Was going bare minimum on reinstall on my old pc, but I got bored and reinstalled Steam. I'm only installing one game, though.
It should only be for 3-3 1/2 weeks, so I can get by with just Card Games Chest in Windows 10 and WWE 2K16 in Steam.
I almost forgot the cases best feature, removable dust filters everywhere. 1 200mm in front, 1 200mm. on left side panel, 2 200mm. up top, bottom front and rear dust filters ( psu and lower fan areas).
Front and top panels come off without any wires or plugins (USB 2.0/3.0, Power, Reset, Fan controller etc. hooked to them.
The 200mm. dust filters were designed well. They have different screw layouts from the fans. You can remove them to clean them without unscrewing the fans, except for the side panel one. It needs to come off, to get to it's filter. I haven't tried it yet, but I have a feeling I can loosen the 4 200mm side panel fan screws, then remove the dust filters screws and the dust filter.

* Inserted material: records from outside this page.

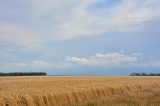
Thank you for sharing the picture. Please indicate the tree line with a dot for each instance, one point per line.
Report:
(24, 74)
(144, 74)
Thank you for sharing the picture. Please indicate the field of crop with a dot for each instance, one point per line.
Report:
(79, 91)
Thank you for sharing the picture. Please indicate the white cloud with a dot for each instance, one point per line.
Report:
(52, 19)
(44, 64)
(109, 59)
(155, 63)
(18, 64)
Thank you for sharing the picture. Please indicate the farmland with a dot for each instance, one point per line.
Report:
(79, 90)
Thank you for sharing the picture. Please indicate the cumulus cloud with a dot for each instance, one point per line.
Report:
(46, 20)
(36, 64)
(112, 59)
(44, 64)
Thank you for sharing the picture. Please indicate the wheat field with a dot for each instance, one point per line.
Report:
(75, 90)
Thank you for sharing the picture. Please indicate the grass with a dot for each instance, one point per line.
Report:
(80, 91)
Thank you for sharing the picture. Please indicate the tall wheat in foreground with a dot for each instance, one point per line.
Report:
(66, 90)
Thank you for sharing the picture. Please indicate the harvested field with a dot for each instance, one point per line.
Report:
(75, 90)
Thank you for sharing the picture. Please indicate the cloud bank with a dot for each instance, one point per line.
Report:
(33, 22)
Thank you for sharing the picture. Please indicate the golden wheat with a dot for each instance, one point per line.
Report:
(66, 90)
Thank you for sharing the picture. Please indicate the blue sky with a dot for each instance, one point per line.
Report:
(80, 37)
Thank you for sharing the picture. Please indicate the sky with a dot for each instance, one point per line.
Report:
(80, 37)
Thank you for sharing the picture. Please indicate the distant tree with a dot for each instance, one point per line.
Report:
(24, 74)
(144, 74)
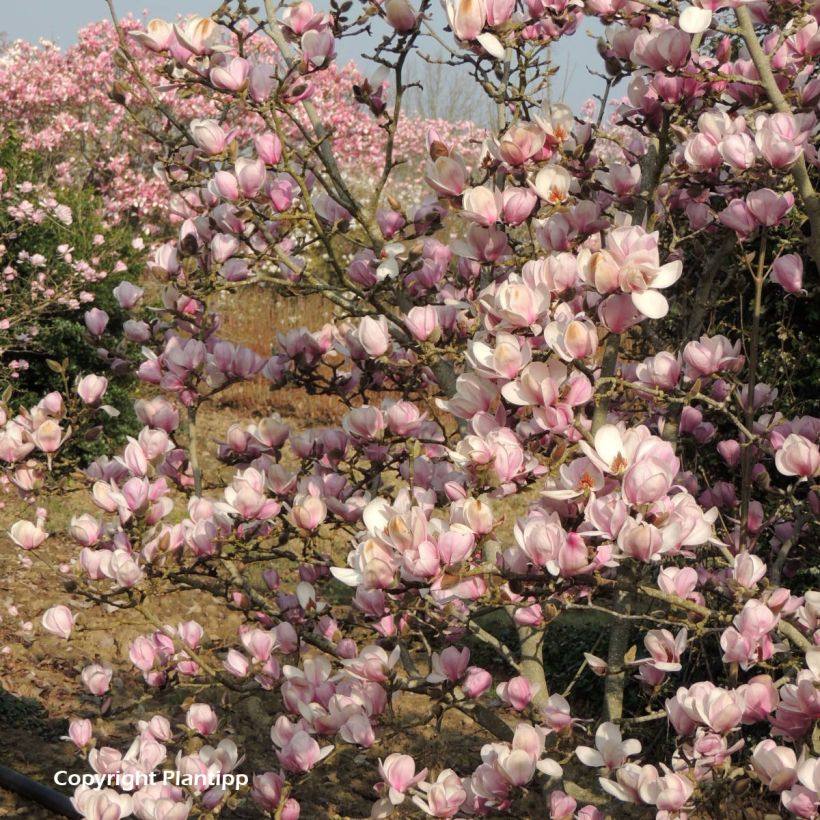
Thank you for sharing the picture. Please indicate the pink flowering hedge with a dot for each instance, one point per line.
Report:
(562, 400)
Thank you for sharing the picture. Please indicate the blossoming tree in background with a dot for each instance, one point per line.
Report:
(558, 395)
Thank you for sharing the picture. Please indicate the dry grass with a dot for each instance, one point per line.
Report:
(254, 317)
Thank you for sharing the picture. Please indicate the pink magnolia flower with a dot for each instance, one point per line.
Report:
(301, 752)
(787, 271)
(711, 354)
(798, 457)
(398, 772)
(97, 678)
(768, 207)
(552, 184)
(610, 748)
(158, 35)
(92, 388)
(96, 321)
(201, 718)
(266, 791)
(630, 263)
(444, 797)
(451, 664)
(776, 766)
(476, 682)
(79, 732)
(232, 75)
(27, 535)
(209, 136)
(517, 692)
(128, 295)
(779, 138)
(59, 621)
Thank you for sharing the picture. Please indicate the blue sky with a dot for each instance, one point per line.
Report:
(59, 20)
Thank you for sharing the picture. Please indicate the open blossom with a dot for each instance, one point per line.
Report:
(444, 797)
(398, 772)
(711, 354)
(610, 748)
(59, 621)
(630, 263)
(798, 457)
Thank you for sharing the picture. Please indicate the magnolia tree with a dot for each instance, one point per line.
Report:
(558, 397)
(63, 105)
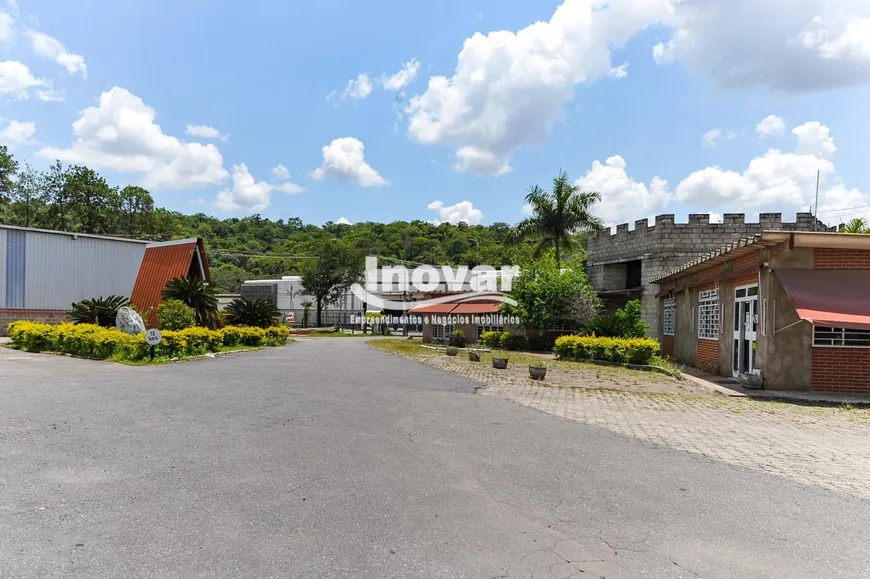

I learned two thing's for when I put the new motherboard in next month.
1.Motherboard issue, not a case issue. Motherboard has plastic to the right and top of backpanel hookups.
Install 8-pin psu cable, waterpump and 4 watercooler fans first. Then screw motherboard into case.
2. Asus's front panel extender (Power, Reset, HDD Led, Speaker, etc.) is labeled wrong according to what the motherboard's header says.
Read motherboard header, connect wires to extender first and then plug it into motherboard.
Maybe, Asus fixed these issues, as I got the 1st motherboard in September.